The agreement to hold the new round of dialogue comes after wide-ranging and intensive consultations with the parties by UNSMIL chief Bernardino León over the past several weeks, after the first round of peace talks stalled in October last year. In order to create a conducive environment for the dialogue, Mr. León has proposed to the parties to the conflict a “freeze” in military operations for a few days.
As fighting between armed factions continued to rattle the war-weary North African nation, Mr. León warned just days ago that time was running out, and the longer efforts to tackle the crisis are delayed, the more difficult it would be to reach a solution to end the fighting, restore political and State institutional unity and revive the economy.
Emphasizing that the political dialogue process is Libyan-led, and that the Mission's facilitating role is to help in the search for common ground, UNSMIL has repeatedly stressed that this new dialogue “is an important opportunity for the Libyans to restore stability and prevent the country's slide towards deeper conflict and economic collapse that should not be missed.”
The resumption in talks follows a recent outburst of violence which has further rattled the beleaguered nation, in conflict since the beginning of its civil war in 2011 which resulted in the ouster of late Libyan leader Muammar Gaddafi.

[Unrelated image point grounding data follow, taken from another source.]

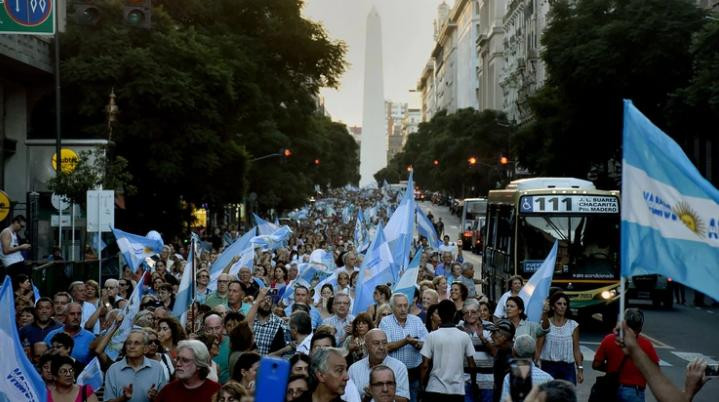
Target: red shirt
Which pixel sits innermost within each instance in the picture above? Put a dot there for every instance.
(175, 391)
(610, 352)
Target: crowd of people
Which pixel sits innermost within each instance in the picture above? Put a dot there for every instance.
(446, 341)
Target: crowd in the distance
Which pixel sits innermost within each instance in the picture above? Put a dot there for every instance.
(446, 341)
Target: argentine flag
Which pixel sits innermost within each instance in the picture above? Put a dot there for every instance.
(407, 283)
(376, 269)
(136, 248)
(20, 380)
(536, 290)
(361, 236)
(400, 229)
(426, 229)
(670, 213)
(263, 226)
(91, 375)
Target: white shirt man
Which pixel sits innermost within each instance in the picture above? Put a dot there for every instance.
(443, 349)
(359, 372)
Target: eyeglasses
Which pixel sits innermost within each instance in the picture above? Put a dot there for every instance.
(388, 384)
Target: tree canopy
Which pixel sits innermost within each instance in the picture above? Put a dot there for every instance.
(439, 152)
(598, 52)
(209, 87)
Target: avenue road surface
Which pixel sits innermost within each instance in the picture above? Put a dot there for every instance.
(678, 334)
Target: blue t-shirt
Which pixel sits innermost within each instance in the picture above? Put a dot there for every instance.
(81, 350)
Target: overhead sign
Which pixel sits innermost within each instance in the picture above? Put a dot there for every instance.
(569, 203)
(30, 17)
(100, 210)
(68, 161)
(60, 202)
(4, 205)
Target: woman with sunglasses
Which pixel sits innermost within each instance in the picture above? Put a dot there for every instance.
(126, 288)
(65, 389)
(155, 351)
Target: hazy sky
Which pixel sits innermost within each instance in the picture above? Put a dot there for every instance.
(406, 45)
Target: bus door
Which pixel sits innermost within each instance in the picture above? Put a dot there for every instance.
(497, 261)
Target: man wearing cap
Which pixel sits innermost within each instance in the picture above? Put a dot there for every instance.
(524, 348)
(445, 350)
(502, 336)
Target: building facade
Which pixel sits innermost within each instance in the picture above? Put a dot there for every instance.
(490, 53)
(524, 71)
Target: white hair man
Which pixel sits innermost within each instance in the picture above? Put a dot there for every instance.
(191, 370)
(406, 334)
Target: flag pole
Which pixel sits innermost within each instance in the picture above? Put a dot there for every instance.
(192, 283)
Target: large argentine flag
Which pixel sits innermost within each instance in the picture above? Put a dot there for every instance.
(407, 283)
(670, 213)
(136, 248)
(20, 381)
(376, 269)
(400, 230)
(536, 290)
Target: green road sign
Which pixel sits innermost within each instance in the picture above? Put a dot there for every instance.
(31, 17)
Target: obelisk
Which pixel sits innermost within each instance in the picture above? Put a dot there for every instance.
(373, 153)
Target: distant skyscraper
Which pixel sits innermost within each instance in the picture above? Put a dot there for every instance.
(373, 151)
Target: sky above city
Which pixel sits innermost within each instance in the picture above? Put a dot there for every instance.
(407, 41)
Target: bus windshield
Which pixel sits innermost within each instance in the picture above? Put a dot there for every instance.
(588, 244)
(474, 209)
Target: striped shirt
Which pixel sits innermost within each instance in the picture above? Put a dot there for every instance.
(413, 327)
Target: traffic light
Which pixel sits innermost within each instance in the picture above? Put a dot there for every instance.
(138, 13)
(86, 12)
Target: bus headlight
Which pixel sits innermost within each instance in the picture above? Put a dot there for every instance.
(608, 294)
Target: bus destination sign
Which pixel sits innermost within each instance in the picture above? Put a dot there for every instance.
(569, 203)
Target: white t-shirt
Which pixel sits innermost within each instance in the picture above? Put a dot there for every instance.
(444, 346)
(501, 305)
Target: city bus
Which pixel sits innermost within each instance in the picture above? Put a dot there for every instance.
(474, 211)
(525, 219)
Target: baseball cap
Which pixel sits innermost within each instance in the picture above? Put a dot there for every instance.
(500, 325)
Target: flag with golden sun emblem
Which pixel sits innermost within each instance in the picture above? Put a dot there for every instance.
(670, 213)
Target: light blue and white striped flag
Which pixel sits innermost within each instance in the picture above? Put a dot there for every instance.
(536, 290)
(376, 269)
(135, 248)
(183, 299)
(20, 380)
(670, 213)
(263, 226)
(400, 230)
(426, 229)
(407, 283)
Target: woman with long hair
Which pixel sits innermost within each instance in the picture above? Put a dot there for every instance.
(381, 295)
(65, 389)
(326, 292)
(354, 342)
(559, 351)
(92, 292)
(458, 294)
(170, 333)
(241, 341)
(246, 370)
(440, 284)
(515, 314)
(156, 352)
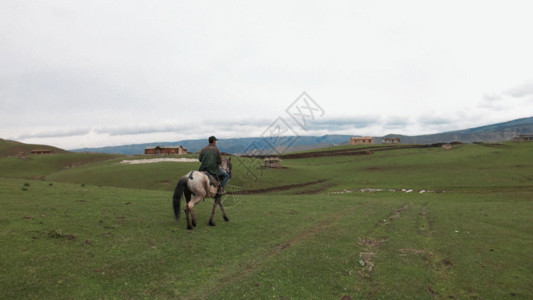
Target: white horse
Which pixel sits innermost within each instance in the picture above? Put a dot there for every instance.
(200, 185)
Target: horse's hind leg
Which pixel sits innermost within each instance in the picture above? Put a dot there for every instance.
(187, 211)
(223, 210)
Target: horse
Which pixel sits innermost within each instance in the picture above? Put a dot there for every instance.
(200, 186)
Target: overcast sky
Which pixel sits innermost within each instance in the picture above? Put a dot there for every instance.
(92, 73)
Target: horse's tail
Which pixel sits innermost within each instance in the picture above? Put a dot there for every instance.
(178, 193)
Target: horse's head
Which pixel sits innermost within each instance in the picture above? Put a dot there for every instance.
(226, 165)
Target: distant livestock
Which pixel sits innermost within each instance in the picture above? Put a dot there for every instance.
(165, 150)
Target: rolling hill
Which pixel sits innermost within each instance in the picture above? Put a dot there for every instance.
(13, 148)
(491, 133)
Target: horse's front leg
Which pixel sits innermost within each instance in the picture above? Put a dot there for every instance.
(212, 219)
(219, 202)
(189, 225)
(190, 206)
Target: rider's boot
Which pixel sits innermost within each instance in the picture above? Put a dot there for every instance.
(221, 190)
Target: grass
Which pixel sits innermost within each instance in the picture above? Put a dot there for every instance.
(115, 237)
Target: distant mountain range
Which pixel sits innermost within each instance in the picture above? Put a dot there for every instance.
(489, 134)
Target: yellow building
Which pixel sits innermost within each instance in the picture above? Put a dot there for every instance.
(362, 141)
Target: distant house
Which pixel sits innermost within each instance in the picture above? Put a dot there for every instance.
(523, 138)
(42, 151)
(273, 162)
(362, 141)
(165, 150)
(391, 141)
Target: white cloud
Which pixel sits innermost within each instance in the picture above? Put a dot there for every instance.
(129, 71)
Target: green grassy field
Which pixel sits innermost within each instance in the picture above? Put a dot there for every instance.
(101, 229)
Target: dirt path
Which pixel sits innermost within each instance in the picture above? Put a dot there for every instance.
(298, 238)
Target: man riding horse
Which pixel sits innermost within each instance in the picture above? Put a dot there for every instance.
(211, 158)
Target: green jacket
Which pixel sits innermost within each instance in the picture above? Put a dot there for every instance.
(211, 158)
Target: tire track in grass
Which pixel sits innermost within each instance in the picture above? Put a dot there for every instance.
(300, 237)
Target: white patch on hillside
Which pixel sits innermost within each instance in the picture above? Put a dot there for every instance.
(156, 160)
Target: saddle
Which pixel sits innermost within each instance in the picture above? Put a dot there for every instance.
(214, 182)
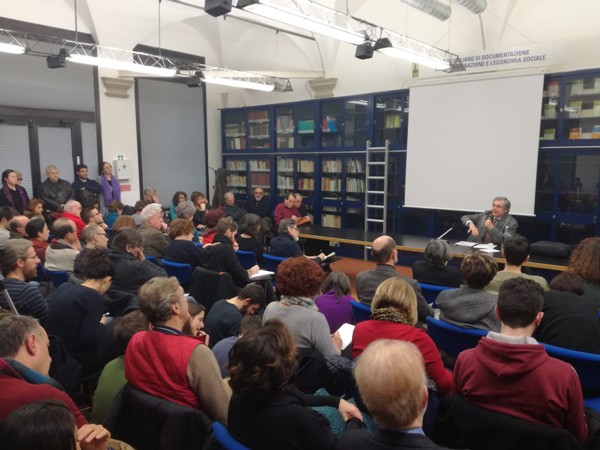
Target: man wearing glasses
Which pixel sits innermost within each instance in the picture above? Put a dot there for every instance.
(19, 263)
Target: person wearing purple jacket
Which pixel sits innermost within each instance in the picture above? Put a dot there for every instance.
(334, 302)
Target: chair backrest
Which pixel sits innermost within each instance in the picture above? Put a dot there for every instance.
(587, 366)
(453, 339)
(58, 277)
(153, 423)
(460, 424)
(431, 291)
(246, 259)
(183, 272)
(272, 262)
(360, 312)
(224, 438)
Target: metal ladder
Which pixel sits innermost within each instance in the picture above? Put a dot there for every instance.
(376, 187)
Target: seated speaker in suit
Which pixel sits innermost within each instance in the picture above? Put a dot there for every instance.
(492, 225)
(392, 383)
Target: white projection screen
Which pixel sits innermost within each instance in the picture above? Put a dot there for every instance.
(471, 141)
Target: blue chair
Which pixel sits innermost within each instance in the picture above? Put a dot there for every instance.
(431, 291)
(453, 339)
(272, 262)
(183, 272)
(246, 259)
(58, 277)
(587, 366)
(224, 438)
(360, 312)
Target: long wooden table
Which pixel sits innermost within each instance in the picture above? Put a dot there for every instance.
(412, 244)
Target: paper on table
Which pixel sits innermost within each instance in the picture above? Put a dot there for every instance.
(262, 275)
(466, 243)
(346, 331)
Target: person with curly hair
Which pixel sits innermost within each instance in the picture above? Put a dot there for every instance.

In addition to mounting numbers of casualties, the continuing fighting has also caused a humanitarian crisis with at least 120,000 people forced to flee their homes, resulting in consequent shortages in both food and medical supplies.
Meanwhile, in the eastern city of Benghazi, an uptick in violence has seen 450 people killed since October as residents continue to face shortages in medical care. Moreover, upwards of 15,000 families – some 90,000 people – have been displaced.
UNSMIL has voiced hope that the planned talks would manage to secure the necessary arrangements for bringing about a total cessation of armed hostilities while also encouraging a phased withdrawal of all armed groups from all major towns and cities, including the capital, Tripoli, in order to allow the Government to reassert its authority over institutions and strategic installations.